Fabric’s test plan stopped sounding like a test plan and started sounding like a dispatch from a difficult crossing.
Start the whole stack. Clean the slate. Delete projects and sessions. Create multiple projects. Create multiple threads. Send prompts through the browser. Watch whether responses arrive quickly. Confirm thinking and reasoning show up. Inspect markdown, generative UI, Mermaid diagrams, SVGs, forty-one components, tool output, end-of-turn animations, show/hide behavior, logs, resource usage. Visually inspect every thread because rendering errors like to hide in corners.
Then run it again. Keep running it until it passes twice in a row, because a single successful passage may be luck while two begins to look like a route. That was Fabric in April.
A workflow like that makes sense only after enough smaller validations have lied to you.
Receipts mattered more than ritual: twelve threads, visible browser passes, logs, resource usage, generated files, diagrams, and a second clean run after the first one stopped feeling lucky.
A unit test says the renderer handles a shape. A protocol test says the event is valid. A service health check says the process is alive. A typecheck says the code is coherent. All useful.
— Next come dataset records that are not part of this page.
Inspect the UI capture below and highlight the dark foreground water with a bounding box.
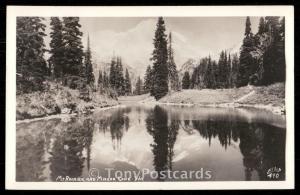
[16,105,286,182]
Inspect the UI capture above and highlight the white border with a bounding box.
[5,6,294,190]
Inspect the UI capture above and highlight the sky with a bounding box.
[45,17,259,75]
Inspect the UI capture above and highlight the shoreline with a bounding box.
[139,101,285,116]
[16,104,124,124]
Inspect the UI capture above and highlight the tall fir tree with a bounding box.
[16,17,49,93]
[124,68,132,95]
[103,71,110,88]
[258,17,266,35]
[230,54,239,87]
[115,57,125,95]
[48,17,64,79]
[237,16,256,87]
[135,77,143,95]
[97,70,104,88]
[63,17,84,76]
[151,17,168,100]
[204,56,215,88]
[168,32,179,91]
[262,16,286,84]
[84,36,95,85]
[182,72,190,89]
[109,57,117,89]
[144,65,153,93]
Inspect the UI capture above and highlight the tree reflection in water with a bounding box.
[145,106,285,180]
[16,106,286,181]
[146,106,179,180]
[49,116,94,181]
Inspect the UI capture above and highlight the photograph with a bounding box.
[5,6,294,190]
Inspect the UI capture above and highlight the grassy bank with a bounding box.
[16,83,119,120]
[159,83,285,114]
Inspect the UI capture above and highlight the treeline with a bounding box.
[142,17,180,99]
[182,17,286,89]
[182,51,239,89]
[17,17,132,95]
[106,57,132,96]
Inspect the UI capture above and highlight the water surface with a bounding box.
[16,105,286,181]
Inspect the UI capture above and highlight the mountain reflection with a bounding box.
[145,106,285,180]
[16,105,286,181]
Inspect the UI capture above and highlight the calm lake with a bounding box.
[16,104,286,181]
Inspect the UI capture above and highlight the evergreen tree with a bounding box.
[84,36,95,85]
[124,68,131,95]
[168,33,179,91]
[182,72,190,89]
[109,57,117,89]
[226,53,232,87]
[204,56,215,88]
[258,17,266,35]
[245,16,252,37]
[135,77,143,95]
[144,65,153,93]
[103,71,109,88]
[230,54,239,87]
[151,17,168,100]
[237,17,257,87]
[16,17,48,93]
[262,16,286,84]
[63,17,84,76]
[49,17,64,79]
[97,70,104,88]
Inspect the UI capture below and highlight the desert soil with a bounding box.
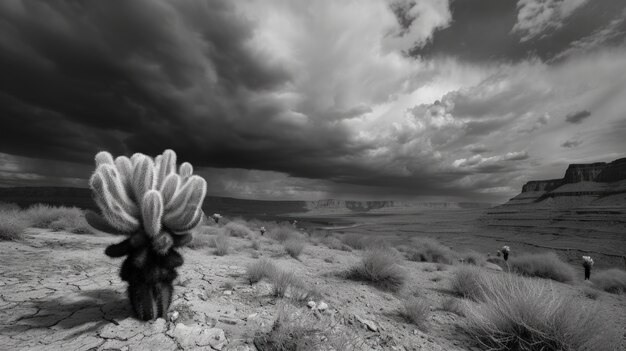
[0,229,626,351]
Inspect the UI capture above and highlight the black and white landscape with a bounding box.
[0,0,626,351]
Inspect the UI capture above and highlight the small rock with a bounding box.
[170,311,180,322]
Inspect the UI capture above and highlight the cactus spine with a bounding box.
[86,150,206,320]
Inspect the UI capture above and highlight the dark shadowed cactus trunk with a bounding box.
[86,150,206,320]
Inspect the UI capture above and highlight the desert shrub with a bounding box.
[508,252,575,282]
[591,268,626,294]
[347,248,406,292]
[246,258,277,284]
[23,204,92,234]
[250,239,261,250]
[223,222,254,238]
[266,224,301,243]
[214,235,230,256]
[0,207,29,240]
[341,233,371,250]
[400,297,430,331]
[407,238,456,264]
[254,305,364,351]
[441,297,465,317]
[450,265,486,300]
[322,236,352,251]
[459,250,487,266]
[283,239,305,258]
[187,232,216,250]
[463,274,621,351]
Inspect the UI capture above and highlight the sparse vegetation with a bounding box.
[246,258,277,284]
[341,234,371,250]
[347,248,406,292]
[508,252,576,282]
[283,239,305,258]
[400,297,430,331]
[214,234,230,256]
[441,297,465,317]
[407,238,457,264]
[463,274,621,351]
[223,222,254,238]
[591,268,626,294]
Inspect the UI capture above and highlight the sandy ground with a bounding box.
[0,229,626,351]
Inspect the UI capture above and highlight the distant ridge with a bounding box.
[0,187,491,218]
[483,158,626,233]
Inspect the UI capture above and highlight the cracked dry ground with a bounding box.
[0,229,624,351]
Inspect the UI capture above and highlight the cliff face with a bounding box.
[522,158,626,193]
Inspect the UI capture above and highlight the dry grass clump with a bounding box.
[341,233,371,250]
[400,297,430,331]
[283,239,305,258]
[347,248,406,292]
[321,236,352,251]
[222,222,254,238]
[441,297,465,317]
[463,274,621,351]
[254,305,364,351]
[266,224,302,243]
[459,250,487,266]
[407,238,457,264]
[591,268,626,294]
[246,258,277,284]
[450,265,485,300]
[508,252,576,282]
[213,234,230,256]
[0,209,29,240]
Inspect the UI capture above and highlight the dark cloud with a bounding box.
[565,110,591,124]
[411,0,626,62]
[561,139,583,148]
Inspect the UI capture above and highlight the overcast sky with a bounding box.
[0,0,626,202]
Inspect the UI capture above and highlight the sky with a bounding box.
[0,0,626,202]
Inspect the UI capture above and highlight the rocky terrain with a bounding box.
[0,223,626,350]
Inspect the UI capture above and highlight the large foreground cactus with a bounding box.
[86,150,206,320]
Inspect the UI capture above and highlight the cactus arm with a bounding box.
[172,233,193,247]
[85,210,123,234]
[104,239,131,257]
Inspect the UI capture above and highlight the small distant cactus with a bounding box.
[583,256,593,280]
[211,213,222,224]
[86,150,206,320]
[500,245,511,261]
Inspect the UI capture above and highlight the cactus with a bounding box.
[85,150,206,320]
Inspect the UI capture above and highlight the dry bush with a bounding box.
[222,222,254,238]
[591,268,626,294]
[23,204,93,234]
[214,235,230,256]
[463,274,621,351]
[347,248,406,292]
[254,305,364,351]
[508,252,576,282]
[246,258,277,284]
[459,250,487,266]
[400,297,430,331]
[283,239,305,258]
[407,238,457,264]
[0,207,29,240]
[450,265,486,300]
[266,224,302,243]
[441,297,465,317]
[322,236,352,251]
[341,233,372,250]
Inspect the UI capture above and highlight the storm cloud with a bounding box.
[0,0,626,201]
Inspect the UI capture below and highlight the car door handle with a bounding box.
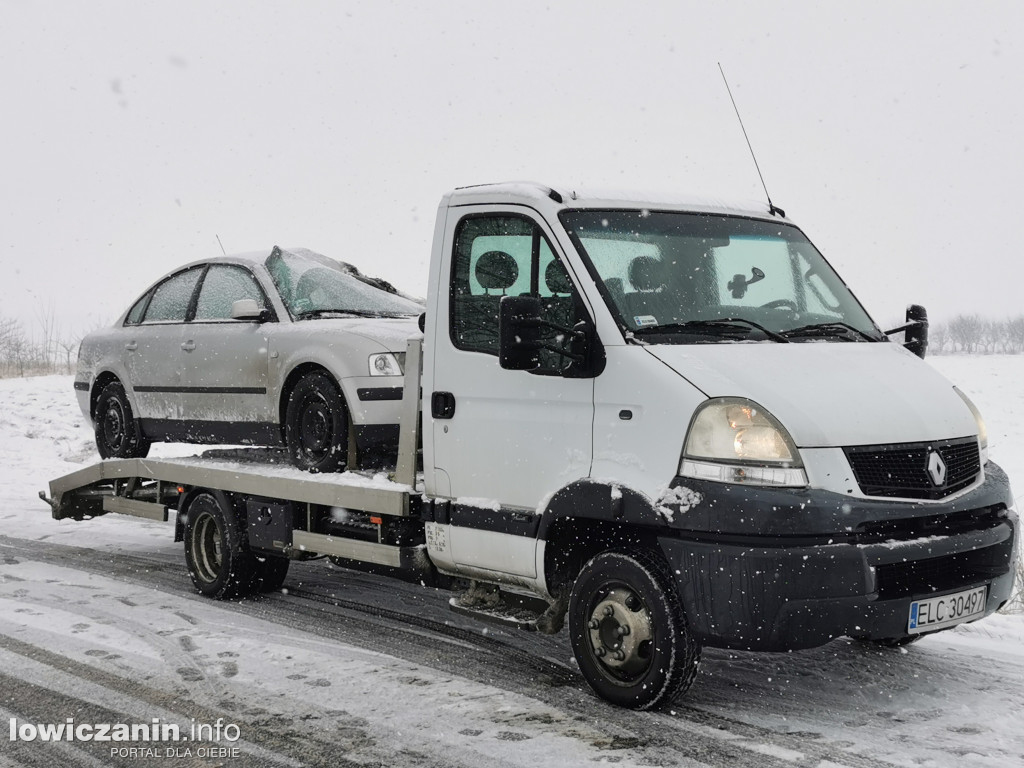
[430,392,455,419]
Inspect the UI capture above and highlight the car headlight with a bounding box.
[679,397,807,486]
[370,352,402,376]
[953,387,988,466]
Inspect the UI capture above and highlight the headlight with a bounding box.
[953,387,988,466]
[679,397,807,486]
[370,352,402,376]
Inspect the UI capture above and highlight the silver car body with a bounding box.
[75,248,422,456]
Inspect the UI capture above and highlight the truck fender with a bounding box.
[538,479,669,598]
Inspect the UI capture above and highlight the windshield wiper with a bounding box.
[633,317,790,343]
[782,321,879,341]
[295,309,413,319]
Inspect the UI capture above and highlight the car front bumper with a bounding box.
[658,463,1019,651]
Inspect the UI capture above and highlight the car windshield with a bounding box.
[560,210,885,344]
[266,248,423,319]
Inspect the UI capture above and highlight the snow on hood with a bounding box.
[296,317,422,352]
[644,342,977,447]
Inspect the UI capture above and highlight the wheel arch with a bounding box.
[89,370,122,421]
[538,480,668,596]
[278,361,348,443]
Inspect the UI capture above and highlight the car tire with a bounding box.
[568,549,700,710]
[184,492,257,600]
[93,380,151,459]
[285,373,348,472]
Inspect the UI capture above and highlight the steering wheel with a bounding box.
[761,299,797,312]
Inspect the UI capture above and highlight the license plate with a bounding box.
[906,587,988,635]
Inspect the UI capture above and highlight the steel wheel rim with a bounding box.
[193,512,223,584]
[102,399,127,452]
[586,582,654,686]
[299,395,334,461]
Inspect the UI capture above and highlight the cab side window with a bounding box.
[195,264,266,322]
[451,215,585,373]
[142,266,204,324]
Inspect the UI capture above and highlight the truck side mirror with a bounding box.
[903,304,928,359]
[886,304,928,359]
[498,296,541,371]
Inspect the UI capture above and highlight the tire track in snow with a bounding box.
[0,537,913,768]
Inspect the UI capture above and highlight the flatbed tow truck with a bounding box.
[41,183,1019,709]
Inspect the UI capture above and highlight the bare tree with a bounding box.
[949,314,984,354]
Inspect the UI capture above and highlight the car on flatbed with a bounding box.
[75,247,423,472]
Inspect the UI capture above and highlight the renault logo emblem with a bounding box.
[928,451,946,486]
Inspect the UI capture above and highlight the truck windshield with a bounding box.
[560,210,885,344]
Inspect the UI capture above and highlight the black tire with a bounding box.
[252,555,292,592]
[568,549,700,710]
[184,492,256,600]
[93,380,151,459]
[285,373,348,472]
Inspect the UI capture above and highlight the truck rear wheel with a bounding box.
[568,550,700,710]
[184,492,258,599]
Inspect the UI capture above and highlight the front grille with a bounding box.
[874,545,1011,600]
[843,437,981,499]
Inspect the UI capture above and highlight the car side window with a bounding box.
[195,264,266,322]
[125,291,150,326]
[451,214,585,373]
[142,266,204,325]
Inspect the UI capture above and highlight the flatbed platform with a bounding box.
[49,450,415,520]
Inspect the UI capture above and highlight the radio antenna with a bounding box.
[718,61,785,218]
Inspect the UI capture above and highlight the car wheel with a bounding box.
[285,373,348,472]
[184,493,256,599]
[568,550,700,710]
[94,381,151,459]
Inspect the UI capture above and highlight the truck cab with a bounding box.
[423,184,1017,703]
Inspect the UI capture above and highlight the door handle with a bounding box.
[430,392,455,419]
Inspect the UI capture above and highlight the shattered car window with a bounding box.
[266,248,423,318]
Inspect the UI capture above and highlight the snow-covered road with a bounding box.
[0,357,1024,768]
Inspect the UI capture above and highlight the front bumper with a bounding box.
[658,463,1019,651]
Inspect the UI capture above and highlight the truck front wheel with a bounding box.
[568,550,700,710]
[184,492,256,599]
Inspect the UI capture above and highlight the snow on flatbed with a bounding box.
[0,364,1024,768]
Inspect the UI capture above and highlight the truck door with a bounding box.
[425,207,594,578]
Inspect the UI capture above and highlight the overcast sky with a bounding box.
[0,0,1024,332]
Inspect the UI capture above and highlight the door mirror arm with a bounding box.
[886,304,928,359]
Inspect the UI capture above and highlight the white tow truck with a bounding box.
[41,183,1019,709]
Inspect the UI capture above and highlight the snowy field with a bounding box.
[0,356,1024,768]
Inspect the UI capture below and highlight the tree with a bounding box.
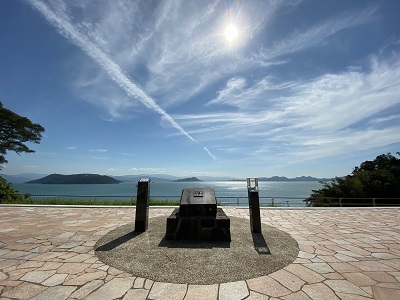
[0,176,21,203]
[0,102,44,170]
[306,152,400,206]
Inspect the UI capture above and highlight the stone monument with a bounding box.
[166,188,231,241]
[247,178,261,233]
[135,178,150,232]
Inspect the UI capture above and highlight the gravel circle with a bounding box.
[94,217,299,284]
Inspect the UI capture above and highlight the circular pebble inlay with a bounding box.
[94,217,299,284]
None sufficient.
Fabric was the sum of too many surfaces: protocol, Diminuendo clients, agent runtimes, file rendering, tool events, markdown, diagrams, live streams, histories, end-of-turn states, and whatever happens when a real browser sits there waiting for proof.
In that world, “green” has to mean more than “the test suite passed”; it has to mean a person can watch the system do the work and understand what happened.
April’s battery session is absurd in the raw numbers: 5,345 shell commands, 343 Playwright browser evaluations, and 523 patches. Not a boast. A warning label. Systems this interconnected do not fail politely; they leave little muddy footprints across several rooms at once.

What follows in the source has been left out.